“Eğer müminlerden iki topluluk birbirleriyle vuruşursa, onların aralarını bulun. Buna rağmen biri öbürüne saldırırsa, bu saldıran tarafla, Allah’ın emrine dönünceye kadar siz de vuruşun. Döndüğü takdirde aralarını hakkaniyetle düzeltin ve hep âdil olun, çünkü Allah âdil davrananları sever” (Hucurat, 49/9) mealindeki ayetten anlaşılacağı üzere, Kaddafî bir nevi bağî taraf olmuştur. Çünkü bütün çabalara rağmen, halkın haklı taleplerine kulak vermemiş, barış elini uzatmamış, askeri gücüne güvenerek halkını öldürmeye, yok etmeye karar vermiştir. Bu açıdan onun zalim bir diktatör olduğunda şüphe yoktur.
İslam hukukuna göre, savaş esiri olan kimselerin esir muamelesi görmesi gerekir. Esir ise, -prensip olarak- öldürülmez, mahkemece yargılanmadan infaz edilemez.

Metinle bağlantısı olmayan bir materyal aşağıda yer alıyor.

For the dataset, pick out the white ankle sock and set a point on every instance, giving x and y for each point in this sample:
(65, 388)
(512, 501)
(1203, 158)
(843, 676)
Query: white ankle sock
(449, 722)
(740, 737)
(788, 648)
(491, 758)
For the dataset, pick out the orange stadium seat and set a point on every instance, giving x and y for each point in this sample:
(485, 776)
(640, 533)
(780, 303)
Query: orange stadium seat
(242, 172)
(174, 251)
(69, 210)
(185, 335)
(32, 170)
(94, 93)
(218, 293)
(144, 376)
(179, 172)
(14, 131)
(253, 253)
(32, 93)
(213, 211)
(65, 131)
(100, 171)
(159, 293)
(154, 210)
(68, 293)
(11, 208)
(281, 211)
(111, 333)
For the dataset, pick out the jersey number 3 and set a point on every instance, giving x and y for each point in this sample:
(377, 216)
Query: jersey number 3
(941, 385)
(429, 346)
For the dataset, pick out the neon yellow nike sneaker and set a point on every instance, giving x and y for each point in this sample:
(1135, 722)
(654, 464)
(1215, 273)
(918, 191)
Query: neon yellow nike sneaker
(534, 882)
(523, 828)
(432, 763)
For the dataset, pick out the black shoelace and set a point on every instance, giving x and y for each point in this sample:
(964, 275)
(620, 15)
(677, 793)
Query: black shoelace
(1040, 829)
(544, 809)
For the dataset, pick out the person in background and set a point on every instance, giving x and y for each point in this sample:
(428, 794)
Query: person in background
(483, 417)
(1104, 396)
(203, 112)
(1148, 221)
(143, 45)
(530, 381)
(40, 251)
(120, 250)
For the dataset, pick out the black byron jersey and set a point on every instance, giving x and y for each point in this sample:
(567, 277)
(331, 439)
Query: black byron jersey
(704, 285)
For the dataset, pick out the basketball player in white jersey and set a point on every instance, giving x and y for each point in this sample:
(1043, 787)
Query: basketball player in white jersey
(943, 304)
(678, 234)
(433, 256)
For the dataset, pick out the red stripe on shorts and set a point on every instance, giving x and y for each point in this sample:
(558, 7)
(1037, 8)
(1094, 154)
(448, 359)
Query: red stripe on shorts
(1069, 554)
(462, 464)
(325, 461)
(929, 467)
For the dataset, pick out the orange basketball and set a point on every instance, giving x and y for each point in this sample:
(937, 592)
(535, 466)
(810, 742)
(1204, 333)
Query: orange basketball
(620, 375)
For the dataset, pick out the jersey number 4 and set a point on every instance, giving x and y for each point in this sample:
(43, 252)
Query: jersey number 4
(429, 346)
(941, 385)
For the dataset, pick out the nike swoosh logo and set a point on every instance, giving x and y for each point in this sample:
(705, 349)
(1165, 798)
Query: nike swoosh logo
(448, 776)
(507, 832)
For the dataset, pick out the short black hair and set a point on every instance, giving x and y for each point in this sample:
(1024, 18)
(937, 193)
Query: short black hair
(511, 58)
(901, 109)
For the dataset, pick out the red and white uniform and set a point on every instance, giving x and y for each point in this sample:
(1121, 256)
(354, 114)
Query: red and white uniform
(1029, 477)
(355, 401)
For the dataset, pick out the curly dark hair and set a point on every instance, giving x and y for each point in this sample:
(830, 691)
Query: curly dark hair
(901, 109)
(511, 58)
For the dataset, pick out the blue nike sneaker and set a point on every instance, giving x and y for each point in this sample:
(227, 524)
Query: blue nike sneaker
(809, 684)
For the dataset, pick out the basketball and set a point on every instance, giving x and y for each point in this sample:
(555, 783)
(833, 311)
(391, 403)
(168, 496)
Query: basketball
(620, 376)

Kaldı ki, müslümanlar arasında meydana gelen bu gibi iç savaşlarda uluslararası savaş hukuku da uygulanmaz. Çünkü harici savaşta düşmanın malı ganimet olur. Fakat iç savaşta kimse karşı tarafın malına da dokunamaz. Zira karşıdakiler zalim ve baği de olsa müslümandır. Biz Kaddafi’nin ve taraftarlarının da müslüman olduklarını düşünüyoruz.
Bu açıklamalardan da anlaşılıyor ki, yakalandıktan sonra Kaddafi’ye yapılanlar İslam hukukuna uygun olmadığı gibi, İslamın yasakladığı ve haram kıldığı şeylerdir.
Diğer taraftan, Kaddafi’nin bu şekilde öldürülmesi, bazı iç ve dış menfaat şebekelerinin planı olabilir. Kaddafi’nin kendileriyle olan kirli ilişkilerinin ortaya çıkmaması için onun linç edilmesini istemeleri de mümkündür.